Even today, there is no evidence that tesla has started collecting data for true hd mapping.
I always wonder how you speak in absolute terms and what kind of sources give you that authority (like insider knowledge of Tesla's systems), but it seems you are pulling facts out of thin air.

@wk057 has pulled raw camera feed from the AP1 camera. This was saved as part of the crash data. So obviously Tesla has a way to pull the raw camera feed.
Jason Hughes on Twitter

@wk057 has been doing this for multiple cars. The last few frames before a crash are stored in the car's black box (EDR).
Tesla Autopilot camera stores footage after a crash like a dashcam – here’s an example
Several Tesla owners claim Model X accelerated/crashed on its own but everything points to user error
 
Last edited:
"Tesla is creating high-precision digital maps of the Earth using GPS."

Read your own article.

GPS is only accurate to a-couple meters.
FSD needs accuracy of a-couple cm which is provided by HD maps.

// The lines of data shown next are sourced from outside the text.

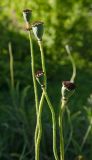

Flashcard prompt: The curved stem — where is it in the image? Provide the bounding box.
[43,89,59,160]
[35,92,44,160]
[65,107,73,153]
[81,118,92,150]
[38,41,47,89]
[65,45,76,82]
[29,31,39,114]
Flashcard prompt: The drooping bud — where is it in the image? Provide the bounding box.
[61,81,76,100]
[32,22,44,41]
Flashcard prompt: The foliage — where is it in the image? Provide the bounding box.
[0,0,92,160]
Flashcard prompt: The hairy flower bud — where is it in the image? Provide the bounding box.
[23,9,32,23]
[32,22,44,41]
[61,81,75,100]
[35,70,44,87]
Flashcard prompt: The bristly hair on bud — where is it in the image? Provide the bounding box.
[35,70,44,88]
[32,21,44,41]
[62,81,76,91]
[23,9,32,23]
[61,81,76,100]
[35,70,44,78]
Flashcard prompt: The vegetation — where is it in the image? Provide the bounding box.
[0,0,92,160]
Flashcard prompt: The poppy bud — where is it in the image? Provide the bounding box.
[23,9,32,23]
[32,22,44,41]
[61,81,75,100]
[35,70,44,87]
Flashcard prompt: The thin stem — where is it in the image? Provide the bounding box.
[35,92,44,160]
[8,43,14,91]
[59,100,66,160]
[29,31,39,159]
[38,41,47,89]
[35,41,47,160]
[65,107,73,152]
[81,119,92,150]
[29,31,39,114]
[65,45,76,82]
[43,89,59,160]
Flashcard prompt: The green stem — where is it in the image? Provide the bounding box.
[9,43,14,91]
[59,100,66,160]
[35,41,47,159]
[38,41,47,89]
[43,89,59,160]
[35,92,44,160]
[29,31,39,114]
[29,31,39,159]
[65,45,76,82]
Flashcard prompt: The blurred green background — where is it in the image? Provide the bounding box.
[0,0,92,160]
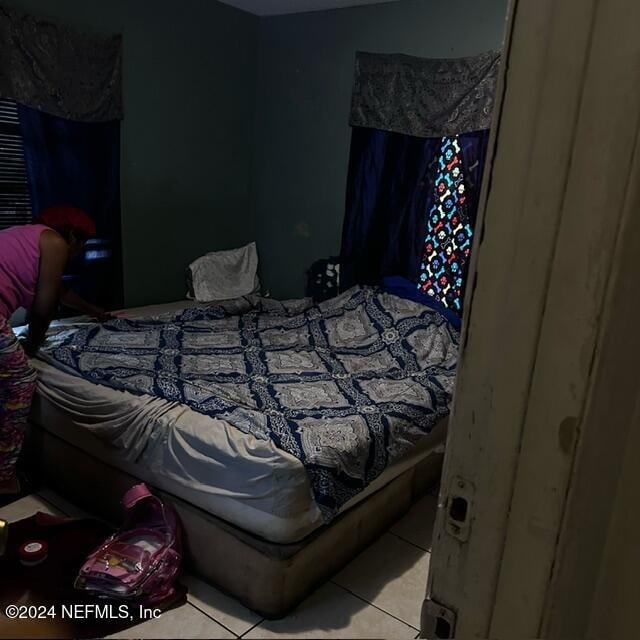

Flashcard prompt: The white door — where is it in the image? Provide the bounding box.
[423,0,640,638]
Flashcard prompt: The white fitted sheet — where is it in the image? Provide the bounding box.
[33,301,445,543]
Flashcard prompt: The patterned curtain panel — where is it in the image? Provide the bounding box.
[350,51,500,138]
[0,7,122,122]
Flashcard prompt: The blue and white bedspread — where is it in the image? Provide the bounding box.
[44,288,458,520]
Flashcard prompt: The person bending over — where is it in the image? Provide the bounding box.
[0,206,108,503]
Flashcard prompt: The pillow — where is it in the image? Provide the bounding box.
[187,242,260,302]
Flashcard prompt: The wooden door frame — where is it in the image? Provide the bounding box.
[427,0,640,637]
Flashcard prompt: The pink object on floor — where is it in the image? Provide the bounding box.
[75,483,182,604]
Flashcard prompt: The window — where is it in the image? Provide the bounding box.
[418,136,473,313]
[0,100,31,229]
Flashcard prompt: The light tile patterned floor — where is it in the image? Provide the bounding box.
[0,490,437,639]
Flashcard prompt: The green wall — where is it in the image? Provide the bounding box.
[9,0,506,306]
[10,0,259,306]
[254,0,506,297]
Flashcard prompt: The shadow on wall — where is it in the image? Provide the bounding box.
[253,0,507,298]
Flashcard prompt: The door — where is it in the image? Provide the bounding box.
[423,0,640,638]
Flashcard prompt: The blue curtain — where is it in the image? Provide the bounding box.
[340,127,489,318]
[18,105,122,309]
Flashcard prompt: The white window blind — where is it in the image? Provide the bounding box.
[0,99,32,229]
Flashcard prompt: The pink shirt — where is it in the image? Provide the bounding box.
[0,224,49,318]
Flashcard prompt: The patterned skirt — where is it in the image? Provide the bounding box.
[0,317,36,483]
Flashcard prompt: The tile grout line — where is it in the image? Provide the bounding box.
[387,529,431,554]
[238,618,266,638]
[36,491,71,518]
[329,580,420,631]
[35,491,431,638]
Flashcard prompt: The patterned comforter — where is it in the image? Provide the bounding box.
[44,288,458,521]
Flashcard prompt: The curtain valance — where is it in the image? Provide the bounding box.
[0,7,122,122]
[349,51,500,138]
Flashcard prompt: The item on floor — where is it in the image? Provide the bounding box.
[0,512,186,638]
[75,483,182,605]
[187,242,260,302]
[0,518,9,558]
[18,540,49,567]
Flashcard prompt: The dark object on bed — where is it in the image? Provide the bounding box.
[382,276,462,331]
[305,256,340,302]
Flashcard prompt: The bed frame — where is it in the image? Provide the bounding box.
[28,423,443,619]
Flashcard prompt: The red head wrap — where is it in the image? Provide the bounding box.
[34,204,96,238]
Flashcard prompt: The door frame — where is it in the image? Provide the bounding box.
[423,0,640,637]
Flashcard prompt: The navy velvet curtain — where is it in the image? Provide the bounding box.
[18,105,122,309]
[340,127,489,304]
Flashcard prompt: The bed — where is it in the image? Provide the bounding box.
[25,288,458,617]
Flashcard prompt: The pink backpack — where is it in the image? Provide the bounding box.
[75,483,182,604]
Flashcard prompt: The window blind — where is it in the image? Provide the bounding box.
[0,99,32,229]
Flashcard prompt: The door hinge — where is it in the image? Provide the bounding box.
[445,476,474,542]
[420,598,456,640]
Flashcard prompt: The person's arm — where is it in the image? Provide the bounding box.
[60,287,115,320]
[23,229,69,355]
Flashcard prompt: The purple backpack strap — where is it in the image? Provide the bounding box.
[122,482,155,509]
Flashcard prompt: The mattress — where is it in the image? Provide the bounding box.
[32,302,445,543]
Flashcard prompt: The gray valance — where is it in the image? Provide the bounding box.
[349,51,500,138]
[0,7,122,122]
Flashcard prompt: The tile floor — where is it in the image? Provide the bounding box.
[0,490,437,639]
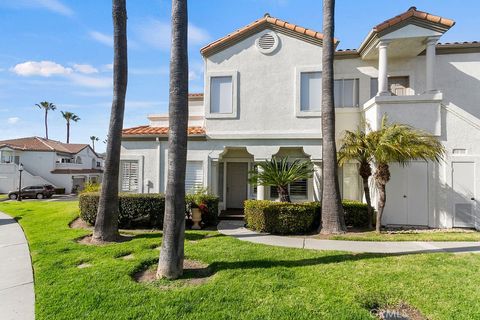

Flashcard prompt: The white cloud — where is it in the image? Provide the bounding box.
[10,61,73,77]
[89,31,113,47]
[73,64,98,74]
[134,19,211,50]
[7,117,20,124]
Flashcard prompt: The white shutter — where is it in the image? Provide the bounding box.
[300,72,322,112]
[210,76,233,113]
[185,161,203,193]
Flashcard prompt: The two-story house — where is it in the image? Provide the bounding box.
[0,137,103,193]
[120,7,480,228]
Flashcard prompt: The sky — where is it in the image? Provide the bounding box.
[0,0,480,151]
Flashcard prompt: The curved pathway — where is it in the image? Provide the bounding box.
[0,212,35,320]
[218,220,480,254]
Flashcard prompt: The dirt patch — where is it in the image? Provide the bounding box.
[68,217,93,230]
[76,234,135,246]
[133,259,213,290]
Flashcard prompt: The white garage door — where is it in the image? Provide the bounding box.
[382,161,428,226]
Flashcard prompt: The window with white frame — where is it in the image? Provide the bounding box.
[334,79,359,108]
[210,76,233,114]
[300,72,322,112]
[120,160,139,192]
[185,161,203,193]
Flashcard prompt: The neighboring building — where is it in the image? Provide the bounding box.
[0,137,103,193]
[120,7,480,228]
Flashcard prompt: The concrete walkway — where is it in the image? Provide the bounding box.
[0,212,35,320]
[218,220,480,254]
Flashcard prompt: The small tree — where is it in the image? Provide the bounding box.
[368,116,445,232]
[36,101,57,139]
[60,111,80,143]
[249,157,313,202]
[338,128,374,229]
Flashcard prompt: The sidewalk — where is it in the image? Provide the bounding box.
[218,220,480,254]
[0,212,35,320]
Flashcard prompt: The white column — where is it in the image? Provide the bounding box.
[425,37,438,92]
[257,167,265,200]
[377,40,390,96]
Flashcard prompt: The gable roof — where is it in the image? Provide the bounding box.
[200,13,339,56]
[0,137,93,154]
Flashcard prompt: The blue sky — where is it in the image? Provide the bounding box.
[0,0,480,150]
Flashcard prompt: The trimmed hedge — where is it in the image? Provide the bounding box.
[245,200,368,234]
[79,192,219,229]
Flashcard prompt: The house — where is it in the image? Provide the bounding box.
[0,137,103,193]
[120,7,480,228]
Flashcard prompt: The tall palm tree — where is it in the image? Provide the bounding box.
[369,116,445,232]
[338,128,374,229]
[321,0,347,234]
[157,0,188,279]
[92,0,128,242]
[90,136,100,151]
[35,101,57,139]
[249,157,313,202]
[60,111,80,143]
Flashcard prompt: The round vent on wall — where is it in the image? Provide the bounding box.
[256,32,278,54]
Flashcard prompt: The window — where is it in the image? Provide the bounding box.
[210,76,233,114]
[300,72,322,112]
[120,160,138,192]
[185,161,203,193]
[334,79,359,108]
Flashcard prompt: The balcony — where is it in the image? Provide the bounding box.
[363,92,443,136]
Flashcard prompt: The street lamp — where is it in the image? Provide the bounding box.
[17,163,23,201]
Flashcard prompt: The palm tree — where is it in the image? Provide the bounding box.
[92,0,128,242]
[157,0,188,279]
[369,116,445,232]
[338,128,374,229]
[35,101,57,139]
[90,136,100,151]
[249,157,313,202]
[321,0,347,234]
[60,111,80,143]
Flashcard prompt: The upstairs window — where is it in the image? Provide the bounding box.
[334,79,359,108]
[210,76,233,114]
[300,72,322,112]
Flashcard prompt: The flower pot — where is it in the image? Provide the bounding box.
[192,208,202,230]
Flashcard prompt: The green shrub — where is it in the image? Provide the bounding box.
[245,200,320,234]
[245,200,368,234]
[79,192,165,228]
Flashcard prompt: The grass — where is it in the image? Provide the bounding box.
[318,230,480,241]
[0,202,480,319]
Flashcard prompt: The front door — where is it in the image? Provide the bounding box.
[227,162,248,209]
[452,162,475,228]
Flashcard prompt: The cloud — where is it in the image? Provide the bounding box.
[10,61,73,77]
[134,19,211,51]
[89,31,113,47]
[73,64,98,74]
[7,117,20,124]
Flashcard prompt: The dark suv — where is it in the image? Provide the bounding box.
[8,184,55,200]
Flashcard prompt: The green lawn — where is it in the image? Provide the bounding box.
[0,202,480,320]
[318,230,480,241]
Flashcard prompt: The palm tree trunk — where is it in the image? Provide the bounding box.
[45,109,48,139]
[93,0,128,242]
[321,0,347,234]
[157,0,188,279]
[277,186,292,202]
[67,121,70,143]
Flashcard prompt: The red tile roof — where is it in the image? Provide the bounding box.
[373,7,455,32]
[122,126,205,136]
[200,14,338,55]
[0,137,89,154]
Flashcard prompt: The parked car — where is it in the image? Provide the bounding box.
[8,184,55,200]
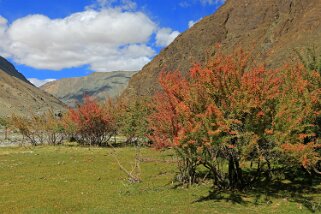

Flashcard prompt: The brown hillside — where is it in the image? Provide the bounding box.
[124,0,321,96]
[40,71,136,107]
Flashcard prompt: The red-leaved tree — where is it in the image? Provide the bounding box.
[64,97,116,146]
[149,51,320,189]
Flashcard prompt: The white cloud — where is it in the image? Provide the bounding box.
[28,78,56,87]
[179,0,225,8]
[156,28,180,47]
[200,0,225,5]
[0,4,158,72]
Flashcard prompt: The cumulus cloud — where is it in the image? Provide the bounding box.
[188,18,202,28]
[179,0,225,8]
[156,28,180,47]
[200,0,225,5]
[28,78,56,87]
[0,3,158,72]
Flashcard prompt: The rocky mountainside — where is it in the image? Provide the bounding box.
[0,57,65,117]
[41,71,136,106]
[0,56,31,84]
[124,0,321,97]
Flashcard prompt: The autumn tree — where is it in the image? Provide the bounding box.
[64,97,116,146]
[0,117,9,140]
[114,97,150,143]
[149,51,320,189]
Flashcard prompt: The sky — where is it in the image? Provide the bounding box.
[0,0,224,86]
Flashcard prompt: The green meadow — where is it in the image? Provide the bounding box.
[0,146,321,213]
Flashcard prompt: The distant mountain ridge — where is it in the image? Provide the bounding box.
[40,71,136,107]
[124,0,321,97]
[0,56,31,84]
[0,57,65,117]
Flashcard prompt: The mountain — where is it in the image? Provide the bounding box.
[0,57,65,117]
[124,0,321,97]
[0,56,31,84]
[41,71,136,106]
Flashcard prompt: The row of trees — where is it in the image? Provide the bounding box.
[4,47,321,189]
[0,97,149,146]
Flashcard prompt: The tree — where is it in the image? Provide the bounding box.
[149,48,320,189]
[114,97,150,144]
[0,117,9,140]
[64,97,116,146]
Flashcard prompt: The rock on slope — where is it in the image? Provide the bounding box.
[41,71,136,106]
[0,57,65,117]
[124,0,321,97]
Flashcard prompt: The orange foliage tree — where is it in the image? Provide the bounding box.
[63,97,116,146]
[149,51,321,189]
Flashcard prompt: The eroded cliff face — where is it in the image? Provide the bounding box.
[124,0,321,97]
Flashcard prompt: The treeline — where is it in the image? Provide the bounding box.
[2,51,321,190]
[0,97,149,146]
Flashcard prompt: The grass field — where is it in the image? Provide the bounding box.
[0,146,321,213]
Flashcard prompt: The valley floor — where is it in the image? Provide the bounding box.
[0,146,321,213]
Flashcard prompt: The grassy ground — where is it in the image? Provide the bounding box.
[0,146,321,213]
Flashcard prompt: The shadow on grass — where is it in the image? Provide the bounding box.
[194,173,321,212]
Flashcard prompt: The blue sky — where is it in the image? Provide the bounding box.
[0,0,223,85]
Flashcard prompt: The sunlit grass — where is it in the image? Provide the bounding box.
[0,146,321,213]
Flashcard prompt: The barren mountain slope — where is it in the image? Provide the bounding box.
[41,71,136,106]
[0,58,65,117]
[124,0,321,97]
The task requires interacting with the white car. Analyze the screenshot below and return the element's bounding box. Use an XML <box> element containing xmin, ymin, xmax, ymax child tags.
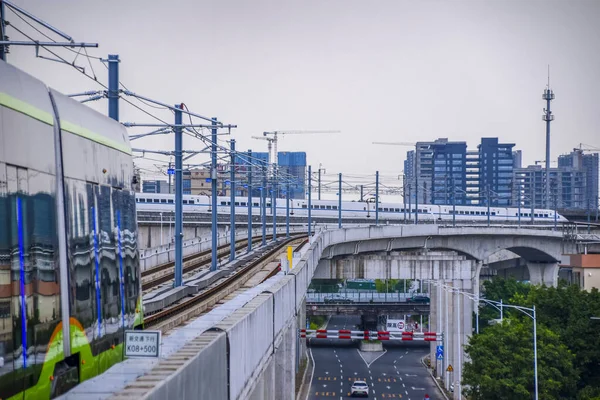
<box><xmin>350</xmin><ymin>381</ymin><xmax>369</xmax><ymax>397</ymax></box>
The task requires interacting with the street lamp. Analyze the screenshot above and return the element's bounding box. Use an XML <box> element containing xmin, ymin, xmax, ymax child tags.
<box><xmin>434</xmin><ymin>283</ymin><xmax>540</xmax><ymax>400</ymax></box>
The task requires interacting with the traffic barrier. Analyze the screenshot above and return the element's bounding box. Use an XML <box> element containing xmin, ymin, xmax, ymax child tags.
<box><xmin>299</xmin><ymin>329</ymin><xmax>442</xmax><ymax>342</ymax></box>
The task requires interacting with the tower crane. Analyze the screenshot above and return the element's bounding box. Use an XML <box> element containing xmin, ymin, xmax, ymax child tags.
<box><xmin>573</xmin><ymin>143</ymin><xmax>600</xmax><ymax>151</ymax></box>
<box><xmin>252</xmin><ymin>130</ymin><xmax>340</xmax><ymax>164</ymax></box>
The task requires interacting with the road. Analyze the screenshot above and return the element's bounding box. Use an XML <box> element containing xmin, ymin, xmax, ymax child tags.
<box><xmin>308</xmin><ymin>316</ymin><xmax>443</xmax><ymax>400</ymax></box>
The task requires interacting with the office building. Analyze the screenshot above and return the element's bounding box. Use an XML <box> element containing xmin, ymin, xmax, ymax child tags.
<box><xmin>277</xmin><ymin>151</ymin><xmax>306</xmax><ymax>199</ymax></box>
<box><xmin>142</xmin><ymin>180</ymin><xmax>169</xmax><ymax>194</ymax></box>
<box><xmin>404</xmin><ymin>138</ymin><xmax>467</xmax><ymax>205</ymax></box>
<box><xmin>477</xmin><ymin>138</ymin><xmax>515</xmax><ymax>207</ymax></box>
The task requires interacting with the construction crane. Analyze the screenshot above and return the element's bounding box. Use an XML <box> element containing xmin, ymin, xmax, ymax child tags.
<box><xmin>373</xmin><ymin>142</ymin><xmax>417</xmax><ymax>146</ymax></box>
<box><xmin>252</xmin><ymin>131</ymin><xmax>340</xmax><ymax>164</ymax></box>
<box><xmin>573</xmin><ymin>143</ymin><xmax>600</xmax><ymax>151</ymax></box>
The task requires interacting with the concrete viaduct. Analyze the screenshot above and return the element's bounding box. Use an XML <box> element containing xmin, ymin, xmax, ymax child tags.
<box><xmin>64</xmin><ymin>225</ymin><xmax>575</xmax><ymax>400</ymax></box>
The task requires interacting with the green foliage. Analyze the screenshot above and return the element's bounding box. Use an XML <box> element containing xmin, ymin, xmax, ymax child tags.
<box><xmin>375</xmin><ymin>279</ymin><xmax>404</xmax><ymax>293</ymax></box>
<box><xmin>308</xmin><ymin>279</ymin><xmax>342</xmax><ymax>293</ymax></box>
<box><xmin>463</xmin><ymin>319</ymin><xmax>577</xmax><ymax>400</ymax></box>
<box><xmin>465</xmin><ymin>279</ymin><xmax>600</xmax><ymax>400</ymax></box>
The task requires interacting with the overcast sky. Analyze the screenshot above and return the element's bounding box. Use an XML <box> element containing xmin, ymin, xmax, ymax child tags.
<box><xmin>8</xmin><ymin>0</ymin><xmax>600</xmax><ymax>193</ymax></box>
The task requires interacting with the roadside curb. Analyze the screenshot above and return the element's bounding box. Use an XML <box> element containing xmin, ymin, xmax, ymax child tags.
<box><xmin>296</xmin><ymin>315</ymin><xmax>331</xmax><ymax>399</ymax></box>
<box><xmin>421</xmin><ymin>356</ymin><xmax>450</xmax><ymax>400</ymax></box>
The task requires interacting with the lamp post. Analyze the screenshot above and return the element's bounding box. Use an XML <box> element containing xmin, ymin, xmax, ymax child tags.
<box><xmin>434</xmin><ymin>282</ymin><xmax>536</xmax><ymax>400</ymax></box>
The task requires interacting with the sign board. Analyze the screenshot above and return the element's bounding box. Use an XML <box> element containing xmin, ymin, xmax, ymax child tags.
<box><xmin>435</xmin><ymin>346</ymin><xmax>444</xmax><ymax>360</ymax></box>
<box><xmin>125</xmin><ymin>331</ymin><xmax>160</xmax><ymax>357</ymax></box>
<box><xmin>386</xmin><ymin>319</ymin><xmax>404</xmax><ymax>332</ymax></box>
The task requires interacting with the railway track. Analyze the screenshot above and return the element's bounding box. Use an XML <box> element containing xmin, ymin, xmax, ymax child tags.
<box><xmin>142</xmin><ymin>235</ymin><xmax>273</xmax><ymax>292</ymax></box>
<box><xmin>144</xmin><ymin>235</ymin><xmax>308</xmax><ymax>332</ymax></box>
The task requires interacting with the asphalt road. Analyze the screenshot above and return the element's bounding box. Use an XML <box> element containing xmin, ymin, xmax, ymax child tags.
<box><xmin>308</xmin><ymin>316</ymin><xmax>443</xmax><ymax>400</ymax></box>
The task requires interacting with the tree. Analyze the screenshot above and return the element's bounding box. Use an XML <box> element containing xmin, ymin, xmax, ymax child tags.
<box><xmin>462</xmin><ymin>318</ymin><xmax>577</xmax><ymax>400</ymax></box>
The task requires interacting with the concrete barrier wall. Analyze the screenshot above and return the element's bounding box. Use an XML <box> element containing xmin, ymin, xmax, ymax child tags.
<box><xmin>140</xmin><ymin>226</ymin><xmax>307</xmax><ymax>271</ymax></box>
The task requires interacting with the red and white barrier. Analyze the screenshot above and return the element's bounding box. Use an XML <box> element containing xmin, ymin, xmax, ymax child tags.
<box><xmin>300</xmin><ymin>329</ymin><xmax>442</xmax><ymax>342</ymax></box>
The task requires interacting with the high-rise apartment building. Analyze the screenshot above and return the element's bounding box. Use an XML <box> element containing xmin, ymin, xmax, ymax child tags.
<box><xmin>404</xmin><ymin>138</ymin><xmax>514</xmax><ymax>206</ymax></box>
<box><xmin>478</xmin><ymin>138</ymin><xmax>515</xmax><ymax>207</ymax></box>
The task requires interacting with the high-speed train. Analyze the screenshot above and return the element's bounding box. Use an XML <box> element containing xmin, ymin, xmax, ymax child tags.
<box><xmin>0</xmin><ymin>61</ymin><xmax>143</xmax><ymax>399</ymax></box>
<box><xmin>135</xmin><ymin>193</ymin><xmax>567</xmax><ymax>224</ymax></box>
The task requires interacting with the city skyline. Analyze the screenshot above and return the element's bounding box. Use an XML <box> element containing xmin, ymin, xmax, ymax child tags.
<box><xmin>4</xmin><ymin>0</ymin><xmax>600</xmax><ymax>179</ymax></box>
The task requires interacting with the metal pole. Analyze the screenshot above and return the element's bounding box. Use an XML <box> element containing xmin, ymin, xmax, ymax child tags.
<box><xmin>475</xmin><ymin>294</ymin><xmax>479</xmax><ymax>335</ymax></box>
<box><xmin>456</xmin><ymin>293</ymin><xmax>462</xmax><ymax>400</ymax></box>
<box><xmin>517</xmin><ymin>185</ymin><xmax>521</xmax><ymax>227</ymax></box>
<box><xmin>174</xmin><ymin>105</ymin><xmax>183</xmax><ymax>287</ymax></box>
<box><xmin>210</xmin><ymin>117</ymin><xmax>218</xmax><ymax>271</ymax></box>
<box><xmin>260</xmin><ymin>163</ymin><xmax>267</xmax><ymax>246</ymax></box>
<box><xmin>308</xmin><ymin>165</ymin><xmax>312</xmax><ymax>238</ymax></box>
<box><xmin>452</xmin><ymin>177</ymin><xmax>456</xmax><ymax>226</ymax></box>
<box><xmin>0</xmin><ymin>1</ymin><xmax>8</xmax><ymax>61</ymax></box>
<box><xmin>375</xmin><ymin>171</ymin><xmax>379</xmax><ymax>225</ymax></box>
<box><xmin>285</xmin><ymin>177</ymin><xmax>290</xmax><ymax>239</ymax></box>
<box><xmin>248</xmin><ymin>150</ymin><xmax>252</xmax><ymax>253</ymax></box>
<box><xmin>444</xmin><ymin>284</ymin><xmax>450</xmax><ymax>388</ymax></box>
<box><xmin>435</xmin><ymin>277</ymin><xmax>446</xmax><ymax>377</ymax></box>
<box><xmin>317</xmin><ymin>165</ymin><xmax>321</xmax><ymax>200</ymax></box>
<box><xmin>402</xmin><ymin>174</ymin><xmax>406</xmax><ymax>223</ymax></box>
<box><xmin>338</xmin><ymin>173</ymin><xmax>342</xmax><ymax>229</ymax></box>
<box><xmin>408</xmin><ymin>182</ymin><xmax>412</xmax><ymax>220</ymax></box>
<box><xmin>486</xmin><ymin>185</ymin><xmax>490</xmax><ymax>226</ymax></box>
<box><xmin>271</xmin><ymin>166</ymin><xmax>277</xmax><ymax>242</ymax></box>
<box><xmin>533</xmin><ymin>306</ymin><xmax>538</xmax><ymax>400</ymax></box>
<box><xmin>107</xmin><ymin>54</ymin><xmax>120</xmax><ymax>122</ymax></box>
<box><xmin>229</xmin><ymin>139</ymin><xmax>235</xmax><ymax>261</ymax></box>
<box><xmin>530</xmin><ymin>176</ymin><xmax>535</xmax><ymax>225</ymax></box>
<box><xmin>415</xmin><ymin>151</ymin><xmax>419</xmax><ymax>225</ymax></box>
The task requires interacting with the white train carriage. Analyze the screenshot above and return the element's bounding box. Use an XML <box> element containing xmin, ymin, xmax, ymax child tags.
<box><xmin>136</xmin><ymin>193</ymin><xmax>567</xmax><ymax>224</ymax></box>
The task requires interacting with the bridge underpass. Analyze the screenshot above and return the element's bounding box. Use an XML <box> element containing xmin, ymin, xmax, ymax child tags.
<box><xmin>64</xmin><ymin>225</ymin><xmax>574</xmax><ymax>399</ymax></box>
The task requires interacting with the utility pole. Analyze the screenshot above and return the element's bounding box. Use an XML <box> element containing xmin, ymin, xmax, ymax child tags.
<box><xmin>485</xmin><ymin>184</ymin><xmax>490</xmax><ymax>227</ymax></box>
<box><xmin>285</xmin><ymin>168</ymin><xmax>290</xmax><ymax>239</ymax></box>
<box><xmin>317</xmin><ymin>163</ymin><xmax>327</xmax><ymax>200</ymax></box>
<box><xmin>452</xmin><ymin>177</ymin><xmax>456</xmax><ymax>226</ymax></box>
<box><xmin>542</xmin><ymin>70</ymin><xmax>554</xmax><ymax>208</ymax></box>
<box><xmin>210</xmin><ymin>118</ymin><xmax>219</xmax><ymax>271</ymax></box>
<box><xmin>248</xmin><ymin>149</ymin><xmax>252</xmax><ymax>253</ymax></box>
<box><xmin>271</xmin><ymin>167</ymin><xmax>277</xmax><ymax>242</ymax></box>
<box><xmin>0</xmin><ymin>1</ymin><xmax>8</xmax><ymax>61</ymax></box>
<box><xmin>107</xmin><ymin>54</ymin><xmax>120</xmax><ymax>124</ymax></box>
<box><xmin>402</xmin><ymin>173</ymin><xmax>406</xmax><ymax>223</ymax></box>
<box><xmin>375</xmin><ymin>171</ymin><xmax>379</xmax><ymax>225</ymax></box>
<box><xmin>173</xmin><ymin>104</ymin><xmax>183</xmax><ymax>287</ymax></box>
<box><xmin>229</xmin><ymin>139</ymin><xmax>235</xmax><ymax>261</ymax></box>
<box><xmin>308</xmin><ymin>165</ymin><xmax>312</xmax><ymax>238</ymax></box>
<box><xmin>338</xmin><ymin>173</ymin><xmax>342</xmax><ymax>229</ymax></box>
<box><xmin>260</xmin><ymin>162</ymin><xmax>267</xmax><ymax>246</ymax></box>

What tesla has is HP maps which is useless for both AP2 development and FSD.

FSD needs HD maps.
Except Tesla is very likely not using conventional GPS but likely integrating odometry into their systems or at least a higher accuracy system like WAAS. People who pulled data from Visible Tesla are able to tell what stall their car is parked in and also how far forward the car is pulled into the stall. Basically accuracy is within 2-3 feet, whatever way Tesla is doing it.
How accurate is the GPS? • r/teslamotors

The odometry approach can lead to accuracy to within an inch, but Tesla probably doesn't need that close of an accuracy just to stay in a lane.